Note: This announcement, originally published on 15 May 2024 and updated on 2 July 2024, has been further updated to remind clients that some algorithms will still be available until 2 September 2024. As of this date, they will no longer be accepted. These algorithms have been highlighted.

Clearstream Banking1 informs clients that, effective

1 July 2024

the following list of connectivity parameters will be enabled and kept only for SSH, HTTP and FTP protocols:

Algorithm type (Associated protocol)

Algorithms list

host-key algorithms (SSH)

rsa-sha2-512, rsa-sha2-256, ssh-rsa

encryption algorithms (SSH)

aes256-gcm@openssh.com, aes128-gcm@openssh.com, aes256-ctr, aes192-ctr, aes128-ctr

message authentication code algorithms (SSH)

hmac-sha2-512, hmac-sha2-256

key exchange algorithms (SSH)

curve25519-sha256, curve25519-sha256@libssh.org, diffie-hellman-group15-sha512, diffie-hellman-group16-sha512, diffie-hellman-group17-sha512, diffie-hellman-group18-sha512, diffie-hellman-group-exchange-sha256, diffie-hellman-group14-sha256, rsa2048-sha256,
ecdh-sha2-nistp384

TLS ciphers (HTTP and FTP)

TLS_ECDHE_RSA_WITH_AES_256_GCM_SHA384, TLS_ECDHE_RSA_WITH_AES_128_GCM_SHA256, TLS_DHE_RSA_WITH_AES_256_GCM_SHA384, TLS_DHE_DSS_WITH_AES_256_GCM_SHA384, TLS_DHE_RSA_WITH_AES_128_GCM_SHA256, TLS_DHE_DSS_WITH_AES_128_GCM_SHA256

Impacted application

Xact File Transfer

Clients that are not using the above ciphers and algorithms after implementation will be impacted.

No impact is expected for clients with standard and updated file transfer software, it should negotiate the correct connectivity parameters. No impact is expected for clients using the latest versions of web browsers.

To avoid any problem linked with the compatibility, Clearstream Banking strongly advises that clients conduct tests with their browser, FTP and SFTP tools.

Testing

Clients wishing to test their connectivity, can do so using Clearstream Banking’s OCCT environment to avoid any service disruption.
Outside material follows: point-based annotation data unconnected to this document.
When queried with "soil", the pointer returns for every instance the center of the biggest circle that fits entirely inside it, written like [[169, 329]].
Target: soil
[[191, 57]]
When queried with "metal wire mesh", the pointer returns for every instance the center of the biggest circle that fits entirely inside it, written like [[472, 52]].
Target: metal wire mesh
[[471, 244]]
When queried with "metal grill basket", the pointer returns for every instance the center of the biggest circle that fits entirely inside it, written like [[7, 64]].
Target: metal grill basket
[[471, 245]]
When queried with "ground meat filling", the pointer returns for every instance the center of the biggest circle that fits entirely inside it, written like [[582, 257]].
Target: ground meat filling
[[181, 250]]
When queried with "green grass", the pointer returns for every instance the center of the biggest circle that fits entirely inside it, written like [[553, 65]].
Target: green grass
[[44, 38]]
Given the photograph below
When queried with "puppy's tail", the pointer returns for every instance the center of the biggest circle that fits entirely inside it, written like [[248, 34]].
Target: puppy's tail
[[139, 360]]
Clients are responsible if they are still using deprecated ciphers and algorithms after the rollout, as a service disruption will occur.

Further information

For further information, please contact the Connectivity Helpdesk.
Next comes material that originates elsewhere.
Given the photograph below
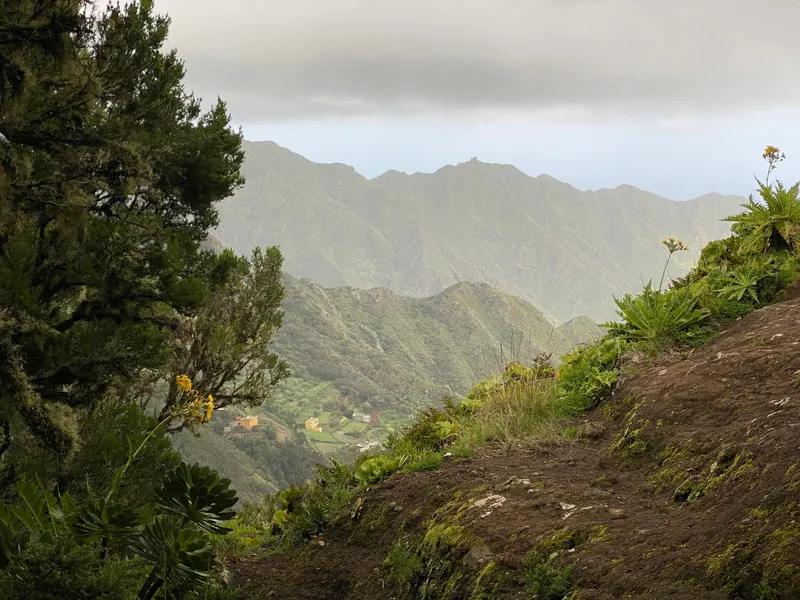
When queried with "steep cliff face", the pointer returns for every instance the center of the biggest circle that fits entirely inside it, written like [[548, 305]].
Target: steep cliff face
[[685, 484]]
-------------------------------

1. Clearstream Banking refers collectively to Clearstream Banking S.A., registered office at 42, avenue John F. Kennedy, L-1855 Luxembourg, and registered with the Luxembourg Trade and Companies Register under number B-9248, and Clearstream Banking AG, registered office at 61, Mergenthalerallee, 65760 Eschborn, Germany and registered in Register B of the Amtsgericht Frankfurt am Main, Germany under number HRB 7500.